Funds that are unable to meet either of the above criteria will not be allowed to take in new CPF monies.
CPF members who have already invested in such funds will not be required to redeem their investments. However, if they wish to switch from these funds to other CPFIS funds, they can do so free of charge within a stipulated timeframe. The insurers and fund management companies will notify members of their options and facilitate the switching.
The Board would like to remind members that charges on their investments are only one of the factors affecting returns. Members must also take into account their investment objective and risk appetite and adopt a long term view when they are making their investments.
For queries, please visit or call CPF Call Centre at 1800-227-1188.
Annex A
Expense Ratios Criterion By Risk Categories
(Based on median expense ratios of funds included under CPFIS
as at 31 December 2004)
Risk Categories2 Expense Ratios Criterion (%)
[Rounded off to the nearest 0.05]
Higher risk 1.95
Medium to High Risk 1.75
Low to Medium Risk 1.15
Lower Risk 0.65
Annex B
Background Information
In December 2005, CPF Board announced that it would tighten the admission criteria for funds seeking to be included under CPFIS. From 1 Feb 2006, new funds must meet the following criteria for inclusion under CPFIS:
a. Top 25 percentile in their global peer group
b. Expense ratio lower than median of existing CPFIS funds in its risk category.

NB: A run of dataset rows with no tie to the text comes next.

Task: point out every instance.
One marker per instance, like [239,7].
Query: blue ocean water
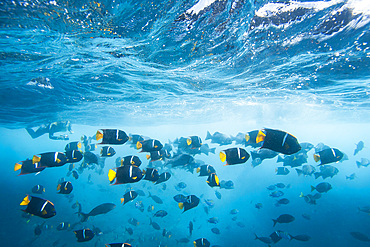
[170,69]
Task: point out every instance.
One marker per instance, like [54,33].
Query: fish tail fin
[26,200]
[139,145]
[312,188]
[280,159]
[357,162]
[222,156]
[299,171]
[209,136]
[35,159]
[260,136]
[111,175]
[17,167]
[98,135]
[316,157]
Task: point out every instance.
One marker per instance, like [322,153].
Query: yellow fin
[25,201]
[139,145]
[222,156]
[217,180]
[111,175]
[36,159]
[98,135]
[17,166]
[316,157]
[247,137]
[188,141]
[260,136]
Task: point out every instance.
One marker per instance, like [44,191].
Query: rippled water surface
[170,69]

c. Preferably have a track record of at least 3 years.
CPF Board will publish on its website two lists of funds - List A and List B - to keep members informed of existing funds which have and have not met the new admission criteria respectively. CPF Board encourages existing funds admitted before 1 Feb 2006 to qualify for List A by applying to be evaluated under the new criteria.
Funds that meet the new funds admission criteria following evaluation after 1 Feb 2006 (List A funds) are as follows:
Unit Trusts
1. Aberdeen Asian Smaller Companies Fund
2. DWS Asian Small/ Mid Cap Fund
3. Lion Capital Singapore Fixed Income Investment
Investment-Linked Insurance Products
1. GE GreatLink Global Technology Fund
1The expense ratio will be based on the funds audited expenses for its latest financial year.
Risk categories are:
a. Higher risk - Funds that invest in equities.
b. Medium to high risk C Funds that invest in a mixture of equities and bonds.
c. Low to medium risk C Funds that invest in fixed income products or bonds.
d. Lower risk C Funds that invest in money market products.